Some 'Crusader Miniatures' horses done and waiting for Norman Kights

Finished these yesterday.  More on 'Oxford's Blues' later



Couple of examples of finished figs using my method


This method takes longer to describe than do but hope it's been some help. Sorry if it's gone on a bit!!


16 comments:

  1. Would using Army painter brown spray maybe be a cheaper option than the Humbrol pots mate?

    ReplyDelete
  2. It certainly would be alot quicker and I intend to give it a go!
    However, I already have about 40 pots of Humbrol 62 leather so don't need to buy any sprays at the moment.
    Also, the Army painter brown is a little darker and the effect may not be the same. I'll give it a go though.

    ReplyDelete
  3. Excellent walk through ol'boy slight variation to the way I was shown all those years ago and you have better result I think, well done.

    ReplyDelete
  4. Sorry if this is a stupid question. But after oiling do you use acrylic paint. I always thought you could not paint acrylic over oil?

    ReplyDelete
  5. Good question. I only use acrylic paints (Vallejo/ Foundry ....) and never had a problem with any colour I've used.

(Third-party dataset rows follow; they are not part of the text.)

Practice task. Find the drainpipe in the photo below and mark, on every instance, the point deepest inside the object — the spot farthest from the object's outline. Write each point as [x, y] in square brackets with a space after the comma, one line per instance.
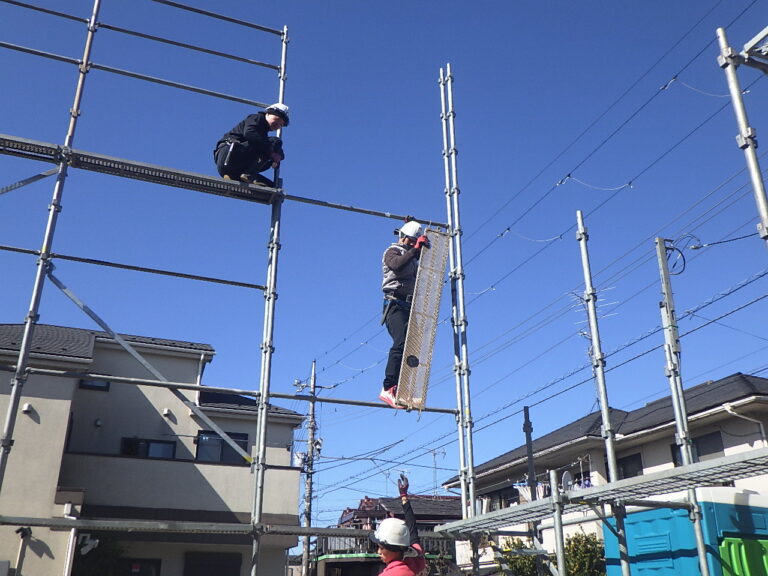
[69, 559]
[729, 408]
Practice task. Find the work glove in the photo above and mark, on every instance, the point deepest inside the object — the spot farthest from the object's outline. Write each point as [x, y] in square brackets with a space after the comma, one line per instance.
[402, 485]
[421, 241]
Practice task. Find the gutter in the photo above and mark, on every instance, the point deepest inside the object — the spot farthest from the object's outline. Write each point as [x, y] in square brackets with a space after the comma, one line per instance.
[728, 407]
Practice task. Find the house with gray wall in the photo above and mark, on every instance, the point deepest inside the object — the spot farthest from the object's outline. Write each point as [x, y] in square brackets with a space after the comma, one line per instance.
[98, 449]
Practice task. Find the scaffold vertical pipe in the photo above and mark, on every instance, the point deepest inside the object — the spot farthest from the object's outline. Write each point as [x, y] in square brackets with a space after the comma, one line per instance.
[459, 278]
[458, 319]
[20, 376]
[674, 375]
[598, 369]
[309, 470]
[728, 61]
[283, 75]
[557, 517]
[454, 310]
[596, 352]
[267, 349]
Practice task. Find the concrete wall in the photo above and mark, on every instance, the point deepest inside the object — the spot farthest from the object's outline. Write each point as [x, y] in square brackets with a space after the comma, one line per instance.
[272, 561]
[152, 483]
[38, 463]
[29, 484]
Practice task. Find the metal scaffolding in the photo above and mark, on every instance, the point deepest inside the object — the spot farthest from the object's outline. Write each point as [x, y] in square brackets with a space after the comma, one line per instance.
[65, 157]
[616, 493]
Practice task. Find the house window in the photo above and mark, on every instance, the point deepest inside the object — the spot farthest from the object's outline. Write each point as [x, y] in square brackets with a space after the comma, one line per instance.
[704, 447]
[100, 385]
[145, 448]
[212, 448]
[630, 466]
[138, 567]
[207, 563]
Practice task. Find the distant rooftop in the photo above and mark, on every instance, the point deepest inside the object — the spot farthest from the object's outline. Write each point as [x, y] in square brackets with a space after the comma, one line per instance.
[77, 343]
[698, 399]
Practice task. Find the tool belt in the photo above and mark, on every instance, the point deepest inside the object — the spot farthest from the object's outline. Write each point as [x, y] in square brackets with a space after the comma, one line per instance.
[390, 301]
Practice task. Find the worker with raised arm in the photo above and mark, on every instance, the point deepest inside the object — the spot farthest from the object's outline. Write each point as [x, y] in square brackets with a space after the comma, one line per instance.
[399, 264]
[398, 541]
[248, 149]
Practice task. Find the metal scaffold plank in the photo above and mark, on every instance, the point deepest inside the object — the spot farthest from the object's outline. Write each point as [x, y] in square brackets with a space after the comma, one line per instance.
[743, 465]
[47, 152]
[422, 323]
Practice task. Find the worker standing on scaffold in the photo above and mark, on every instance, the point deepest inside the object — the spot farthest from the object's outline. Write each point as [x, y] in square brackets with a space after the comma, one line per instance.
[399, 264]
[248, 149]
[398, 541]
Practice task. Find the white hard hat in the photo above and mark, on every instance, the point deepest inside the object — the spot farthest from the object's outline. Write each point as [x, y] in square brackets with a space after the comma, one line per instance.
[392, 533]
[279, 109]
[412, 229]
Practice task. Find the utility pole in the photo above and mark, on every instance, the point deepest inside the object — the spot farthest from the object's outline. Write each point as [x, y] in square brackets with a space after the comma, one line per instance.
[598, 367]
[755, 54]
[672, 353]
[309, 471]
[532, 484]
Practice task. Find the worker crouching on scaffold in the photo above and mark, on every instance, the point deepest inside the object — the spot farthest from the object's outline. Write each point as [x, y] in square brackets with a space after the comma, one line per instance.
[398, 541]
[248, 149]
[399, 264]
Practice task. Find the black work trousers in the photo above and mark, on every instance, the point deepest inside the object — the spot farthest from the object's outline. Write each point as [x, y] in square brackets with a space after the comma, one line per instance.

    Will talk about painting the undercoated figure in a later blog!

    ReplyDelete
  6. Thanks for the tutorial Olddorg - fantastic results. I'm thinking of giving this a go in 15mm - do you feel the technique will transfer to that scale successfully? I'm thinking the rubbing stage may be a bit tricky with 15s?

    ReplyDelete
  7. Great walkthrough. I am going to nick the tile idea - brilliant piece of thinking..

    cheers
    Dave
    http://onemanhisbrushes.blogspot.com/

    ReplyDelete
  8. Could be fiddly with 15mm. I've done it successfully with 20mm figs. Perhaps with 15mm the oil would need to be very runny and a good wipe afterwards. Perhaps a slightly lighter undercoat - say Humbrol Sand 63 would help on such a small scale!

    ReplyDelete
    Replies
    1. In the past I've done 15's by undercoating white (Halford's spray) and then washing the figures in very thin Ivory Black oil paint. Worked fine. Austrian Napoleonic infantry done this way (but with VERY thin Ivory Black oil paint) speeds up the painting job because you only need to highlight the uniform with white (or grey then white if you're not as lazy as me).

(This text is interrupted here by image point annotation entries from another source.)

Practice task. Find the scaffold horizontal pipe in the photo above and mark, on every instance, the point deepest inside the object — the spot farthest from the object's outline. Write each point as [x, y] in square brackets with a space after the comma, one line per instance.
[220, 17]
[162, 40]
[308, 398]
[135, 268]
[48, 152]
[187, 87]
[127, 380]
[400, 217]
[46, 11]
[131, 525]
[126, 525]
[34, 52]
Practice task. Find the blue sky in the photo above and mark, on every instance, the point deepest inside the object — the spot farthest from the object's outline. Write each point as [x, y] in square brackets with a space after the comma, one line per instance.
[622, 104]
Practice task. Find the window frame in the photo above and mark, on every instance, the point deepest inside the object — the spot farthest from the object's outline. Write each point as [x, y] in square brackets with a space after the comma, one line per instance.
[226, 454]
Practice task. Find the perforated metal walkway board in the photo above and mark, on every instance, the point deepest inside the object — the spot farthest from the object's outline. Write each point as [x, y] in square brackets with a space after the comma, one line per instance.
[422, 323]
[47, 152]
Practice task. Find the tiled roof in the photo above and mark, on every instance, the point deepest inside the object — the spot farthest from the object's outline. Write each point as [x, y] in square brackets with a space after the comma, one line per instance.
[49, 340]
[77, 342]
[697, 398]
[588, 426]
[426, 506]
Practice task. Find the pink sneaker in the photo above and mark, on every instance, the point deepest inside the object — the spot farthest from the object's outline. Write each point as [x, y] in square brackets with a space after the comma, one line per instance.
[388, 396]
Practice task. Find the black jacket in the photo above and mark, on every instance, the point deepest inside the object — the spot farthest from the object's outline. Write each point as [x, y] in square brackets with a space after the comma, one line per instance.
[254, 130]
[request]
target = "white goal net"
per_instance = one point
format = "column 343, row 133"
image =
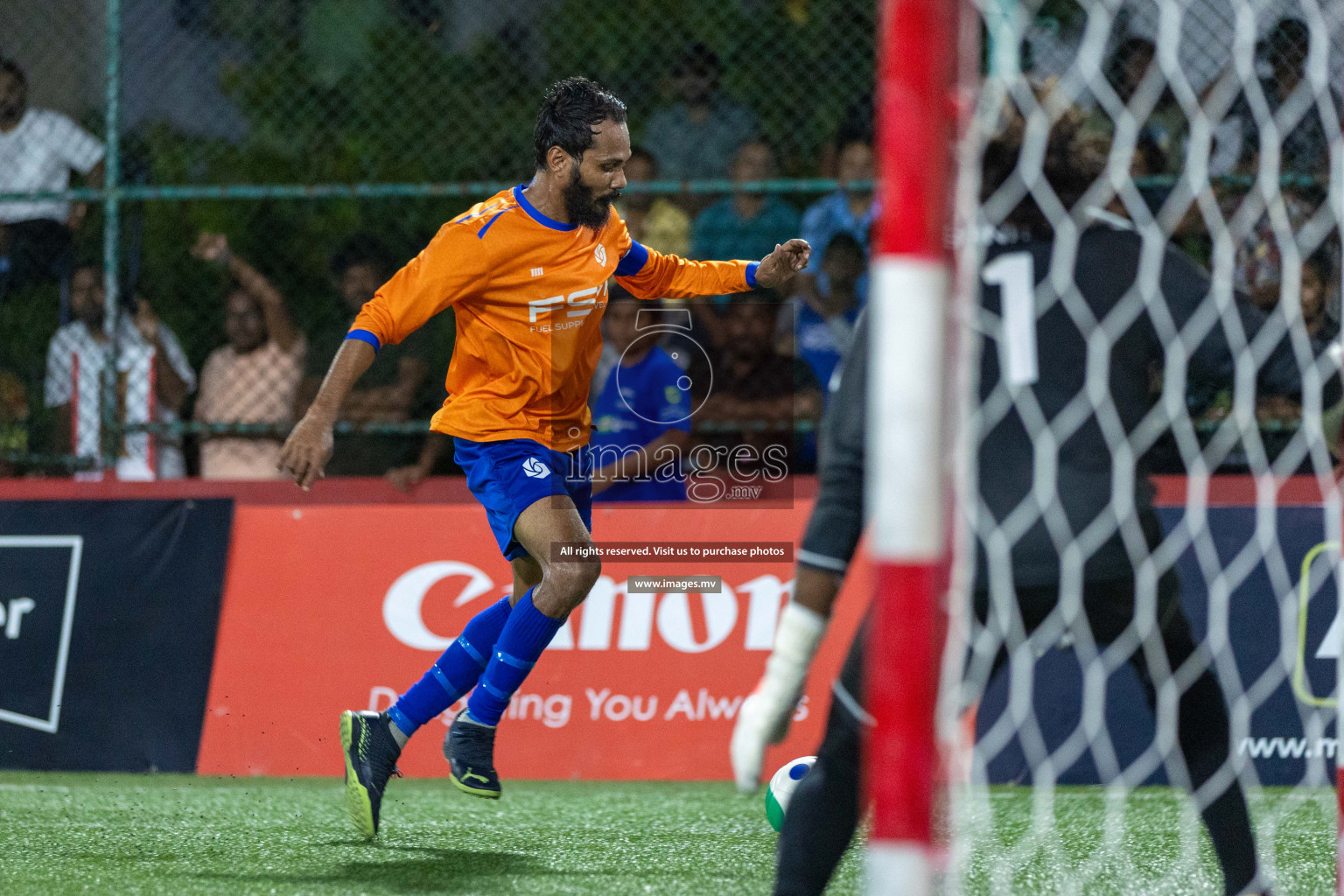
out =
column 1141, row 673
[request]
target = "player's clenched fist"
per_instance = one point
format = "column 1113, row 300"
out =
column 306, row 451
column 784, row 262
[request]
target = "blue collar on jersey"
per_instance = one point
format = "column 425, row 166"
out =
column 536, row 215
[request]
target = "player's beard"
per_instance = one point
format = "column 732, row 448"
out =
column 584, row 206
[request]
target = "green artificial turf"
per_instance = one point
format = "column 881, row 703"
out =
column 178, row 835
column 182, row 836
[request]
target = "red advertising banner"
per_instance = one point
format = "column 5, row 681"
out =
column 341, row 607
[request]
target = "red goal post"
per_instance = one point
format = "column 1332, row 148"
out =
column 906, row 485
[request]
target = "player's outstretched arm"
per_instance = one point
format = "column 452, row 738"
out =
column 782, row 263
column 311, row 444
column 651, row 274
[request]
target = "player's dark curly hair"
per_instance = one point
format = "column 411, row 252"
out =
column 571, row 109
column 1075, row 156
column 14, row 69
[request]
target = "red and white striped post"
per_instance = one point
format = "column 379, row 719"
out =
column 906, row 488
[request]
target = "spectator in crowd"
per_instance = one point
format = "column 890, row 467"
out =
column 741, row 226
column 857, row 127
column 752, row 383
column 1319, row 277
column 1260, row 262
column 14, row 422
column 255, row 378
column 390, row 391
column 38, row 150
column 1306, row 150
column 152, row 381
column 850, row 210
column 652, row 220
column 641, row 421
column 1163, row 136
column 822, row 326
column 745, row 225
column 696, row 136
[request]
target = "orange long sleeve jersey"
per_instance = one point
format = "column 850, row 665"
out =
column 528, row 296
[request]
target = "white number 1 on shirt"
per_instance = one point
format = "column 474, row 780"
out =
column 1015, row 277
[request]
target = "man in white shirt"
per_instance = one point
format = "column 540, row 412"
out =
column 38, row 150
column 152, row 379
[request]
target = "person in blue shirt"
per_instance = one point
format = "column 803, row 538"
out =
column 824, row 326
column 850, row 210
column 641, row 421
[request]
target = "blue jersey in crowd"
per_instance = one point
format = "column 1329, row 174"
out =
column 816, row 344
column 637, row 404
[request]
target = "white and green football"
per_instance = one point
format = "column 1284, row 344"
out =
column 782, row 785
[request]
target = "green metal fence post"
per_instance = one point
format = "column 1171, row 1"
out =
column 112, row 228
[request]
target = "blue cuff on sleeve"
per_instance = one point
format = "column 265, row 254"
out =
column 365, row 336
column 752, row 268
column 634, row 261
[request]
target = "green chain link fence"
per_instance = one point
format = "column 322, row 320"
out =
column 321, row 135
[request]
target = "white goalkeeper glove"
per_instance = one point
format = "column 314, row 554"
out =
column 764, row 717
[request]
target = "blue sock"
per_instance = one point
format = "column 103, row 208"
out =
column 518, row 649
column 454, row 673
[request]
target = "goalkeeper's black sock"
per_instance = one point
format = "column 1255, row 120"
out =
column 822, row 813
column 1203, row 737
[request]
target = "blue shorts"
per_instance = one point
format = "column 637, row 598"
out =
column 509, row 476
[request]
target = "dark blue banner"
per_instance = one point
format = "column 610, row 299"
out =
column 1270, row 640
column 108, row 617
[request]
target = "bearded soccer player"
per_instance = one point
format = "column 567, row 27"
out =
column 526, row 273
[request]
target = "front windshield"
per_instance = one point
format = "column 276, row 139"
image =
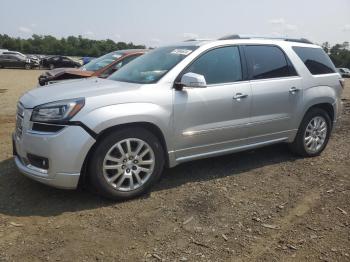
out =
column 152, row 66
column 101, row 61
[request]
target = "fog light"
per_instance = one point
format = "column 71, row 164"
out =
column 38, row 161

      Alternative is to almost reverse the process and undercoat white, block in all the colours and then mix up a wash of about 50:50 clear gloss varnish and just a touch of ivory Black and apply it to the figure.

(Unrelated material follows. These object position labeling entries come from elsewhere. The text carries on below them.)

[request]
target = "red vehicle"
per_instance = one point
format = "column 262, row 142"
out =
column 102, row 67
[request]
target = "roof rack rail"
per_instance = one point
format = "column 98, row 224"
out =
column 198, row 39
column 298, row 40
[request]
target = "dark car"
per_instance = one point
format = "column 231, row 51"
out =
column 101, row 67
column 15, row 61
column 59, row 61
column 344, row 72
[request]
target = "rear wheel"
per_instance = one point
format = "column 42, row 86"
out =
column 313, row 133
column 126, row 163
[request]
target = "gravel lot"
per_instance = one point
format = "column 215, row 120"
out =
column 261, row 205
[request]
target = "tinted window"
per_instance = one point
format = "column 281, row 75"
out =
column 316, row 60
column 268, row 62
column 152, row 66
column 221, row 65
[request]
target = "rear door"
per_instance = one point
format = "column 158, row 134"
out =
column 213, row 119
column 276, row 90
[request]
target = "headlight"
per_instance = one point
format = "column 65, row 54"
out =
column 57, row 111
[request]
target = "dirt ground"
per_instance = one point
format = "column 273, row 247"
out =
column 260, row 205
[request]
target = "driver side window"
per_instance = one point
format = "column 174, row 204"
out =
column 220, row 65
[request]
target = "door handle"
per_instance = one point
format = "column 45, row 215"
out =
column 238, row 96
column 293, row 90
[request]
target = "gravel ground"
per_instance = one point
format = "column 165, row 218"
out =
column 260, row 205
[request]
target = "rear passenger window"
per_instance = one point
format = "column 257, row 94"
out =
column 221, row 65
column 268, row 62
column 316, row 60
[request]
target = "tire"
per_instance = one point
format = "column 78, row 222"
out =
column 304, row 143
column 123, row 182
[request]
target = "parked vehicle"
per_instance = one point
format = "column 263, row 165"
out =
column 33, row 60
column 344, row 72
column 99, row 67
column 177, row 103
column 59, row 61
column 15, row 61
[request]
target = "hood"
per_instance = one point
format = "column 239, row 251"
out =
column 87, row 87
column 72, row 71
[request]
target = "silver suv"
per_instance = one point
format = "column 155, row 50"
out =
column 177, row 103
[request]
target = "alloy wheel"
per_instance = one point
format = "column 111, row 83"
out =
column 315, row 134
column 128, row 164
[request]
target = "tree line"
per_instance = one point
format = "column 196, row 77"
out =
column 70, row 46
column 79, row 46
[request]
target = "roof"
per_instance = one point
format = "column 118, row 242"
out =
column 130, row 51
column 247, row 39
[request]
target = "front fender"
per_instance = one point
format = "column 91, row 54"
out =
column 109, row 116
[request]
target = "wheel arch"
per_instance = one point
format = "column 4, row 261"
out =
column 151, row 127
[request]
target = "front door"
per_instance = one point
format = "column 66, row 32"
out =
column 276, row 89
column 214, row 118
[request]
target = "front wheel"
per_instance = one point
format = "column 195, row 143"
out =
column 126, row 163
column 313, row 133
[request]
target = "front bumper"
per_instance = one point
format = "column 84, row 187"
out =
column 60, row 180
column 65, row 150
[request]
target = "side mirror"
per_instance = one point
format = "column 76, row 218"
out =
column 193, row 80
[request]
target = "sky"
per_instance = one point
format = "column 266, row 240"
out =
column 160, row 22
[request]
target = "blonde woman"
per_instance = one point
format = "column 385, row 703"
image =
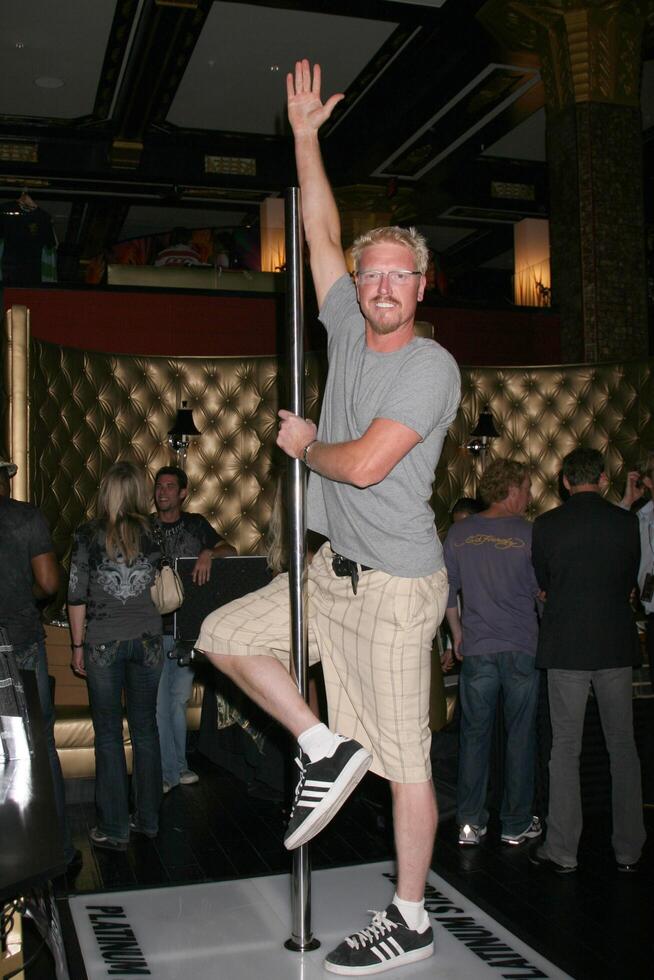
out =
column 117, row 646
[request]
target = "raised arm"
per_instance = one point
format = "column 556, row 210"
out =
column 322, row 225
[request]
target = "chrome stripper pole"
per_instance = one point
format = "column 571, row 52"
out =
column 301, row 938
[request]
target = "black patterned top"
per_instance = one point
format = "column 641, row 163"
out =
column 117, row 595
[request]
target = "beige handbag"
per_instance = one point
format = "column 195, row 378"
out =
column 167, row 591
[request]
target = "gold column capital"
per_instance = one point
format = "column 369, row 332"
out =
column 590, row 50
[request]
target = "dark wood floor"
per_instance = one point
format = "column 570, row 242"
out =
column 596, row 924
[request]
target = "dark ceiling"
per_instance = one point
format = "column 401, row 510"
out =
column 128, row 117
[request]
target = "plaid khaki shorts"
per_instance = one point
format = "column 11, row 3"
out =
column 375, row 651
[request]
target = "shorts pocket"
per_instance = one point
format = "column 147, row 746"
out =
column 102, row 654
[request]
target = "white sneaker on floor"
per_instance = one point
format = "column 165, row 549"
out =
column 470, row 833
column 187, row 777
column 533, row 830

      You can also combine the two on cavalry by doing the rider and harness etc by the undercoat and this wash method then block paint the horse and give it a wash of (usually) Burnt Umber. Paint in the socks etc, when this is dry, which it does surprisingly quickly because of the thinned paint.

      Delete
  9. Thanks Olddorg, will have an experiment and see how it comes out. Appreciate your advice.

    ReplyDelete
  10. What a great technique, and stunning results too!!! I was going to ask about 15mm figures, but i see Oswald already asked the question.

    ReplyDelete
  11. Thanks for sharing this technique with the in-depth walk through. I've just discovered your blog, and like it a lot.

    ReplyDelete
  12. Crazy Joe - Welcome advice. Your techniques have been noted and I'll try them when appropriate! Thanks for that.

    ReplyDelete
  13. Great tutorial. Thanks. I'll give it a go. 2 questions:

    1. How long do you leave the leather base to dry before applying the oil?

    2. You mention that you would do a horse tutorial as a follow on. Did you manage to publish this yet?

    ReplyDelete
  14. I leave the Leather base at least over night to dry. Say around 24 hrs to be safe!

    I haven't done a horse tutorial yet but will do one soon, hopefully!

    ReplyDelete
  15. I used Army painter brown spray for an entire army this month and it does not give you the same results as your method, which allows the brown to shade the figure (light on high points, dark in crevasses). You'd have to hit it the AP brown with a brown wash to get shading and the overall effect is much darker that what you have going. You that you have a good thing going on!